Non è nemmeno da dire che Claverton, per un malinteso mitridatismo, intenda assumersi responsabilità che non gli competono. Egli, orgoglioso fino a quel momento, è tuttavia spinto dalla incontenibile necessità di confessare alla figlia e a Charles, fidanzato di lei, le proprie colpe prima di allora mai confessate a nessuno.
Sono i due giovani a mostrargli che il vero amore sta proprio in questo, nella capacità di rivelare alla persona amata ciò che talvolta non diremmo a noi stessi. Si spiega così che la confessione di Claverton sia in realtà il suo ultimo atto vitale. E si capisce che in un dramma come questo, accoratamente elegiaco, la morte diventi simbolica.

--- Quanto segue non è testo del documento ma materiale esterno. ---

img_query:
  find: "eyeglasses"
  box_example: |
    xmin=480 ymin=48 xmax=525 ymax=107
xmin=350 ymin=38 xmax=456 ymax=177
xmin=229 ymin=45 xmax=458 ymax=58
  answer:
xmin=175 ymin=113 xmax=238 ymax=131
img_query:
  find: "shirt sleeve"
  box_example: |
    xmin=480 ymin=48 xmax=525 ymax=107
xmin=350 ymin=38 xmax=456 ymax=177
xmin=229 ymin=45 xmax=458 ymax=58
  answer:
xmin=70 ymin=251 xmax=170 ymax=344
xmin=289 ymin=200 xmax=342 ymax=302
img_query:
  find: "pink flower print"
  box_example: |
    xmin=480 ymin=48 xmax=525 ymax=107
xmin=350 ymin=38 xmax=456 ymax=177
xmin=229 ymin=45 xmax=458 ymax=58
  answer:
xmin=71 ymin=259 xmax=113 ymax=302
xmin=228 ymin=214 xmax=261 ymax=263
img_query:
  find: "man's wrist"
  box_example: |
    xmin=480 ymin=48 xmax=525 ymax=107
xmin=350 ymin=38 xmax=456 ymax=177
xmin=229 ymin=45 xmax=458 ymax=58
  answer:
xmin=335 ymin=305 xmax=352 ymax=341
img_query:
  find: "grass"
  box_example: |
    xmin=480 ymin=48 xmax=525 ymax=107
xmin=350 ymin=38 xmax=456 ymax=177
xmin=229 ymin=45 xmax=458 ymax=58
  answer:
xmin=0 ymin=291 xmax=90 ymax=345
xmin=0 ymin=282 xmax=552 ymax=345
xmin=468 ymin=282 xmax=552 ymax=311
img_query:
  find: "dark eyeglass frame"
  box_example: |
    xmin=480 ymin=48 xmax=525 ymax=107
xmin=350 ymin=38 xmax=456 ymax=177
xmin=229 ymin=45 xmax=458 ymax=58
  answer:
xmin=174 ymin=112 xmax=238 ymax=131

Il grande statista, per i suoi valori ideologici e spirituali oltre che per la sua importanza letteraria, si inserisce di pieno diritto nell'azione intrapresa tredici anni or sono e portata avanti con nobile tenacia dall'Istituto del Dramma Popolare. Il suo allestimento, promosso con la regìa di Luigi Squarzina e la collaborazione preziosa dello scenografo Luciano Damiani, è tra i più belli e convincenti cui ci sia stato dato di assistere in questi ultimi anni. Creato un anfiteatro che ha consentito agli attori di recitare il primo atto del dramma quasi a contatto con il pubblico, nel secondo e nel terzo atto il fondo della scena si è spalancato sulla prospettiva naturale di uno stupendo giardino, il quale ha permesso al regista una insolita ricchezza di movimenti.
Ed elegante, come si addice alla natura dei personaggi e alle loro diverse significazioni, è stata la recitazione dei singoli attori. Ivo Garrani ha dato una bellissima prova di maturità attribuendo a Claverton una ferma compostezza evitando i pericoli della maniera. Laura Adani, che era Mrs. Carghill, ne ha espresso con felicissima evidenza e con molto gusto i moti sottili (una sottigliezza che per altro non esclude la prepotenza), e la esordiente Giovanna Pellizzi ha affrontato con pudore ma senza sbandamenti il difficile personaggio di Monica, cui qualche acerbità (tutto sommato sicura) ha aggiunto una accattivante grazia naturale. Bene, come sempre, Giusi Dandolo nelle vesti di una seccante direttrice di casa di riposo. E benissimo Gianrico Tedeschi, il quale impersonava con la concretezza a lui propria, il compagno degli anni giovanili. In quanto ai tipi di Charles e. di Michael, essi hanno dato modo a Franco Graziosi e a Corrado Pani di confermare la loro duttilità e prontezza. Entrambi si sono rivelati eccellenti. Pubblico affollatissimo, applausi reiterati e convinti.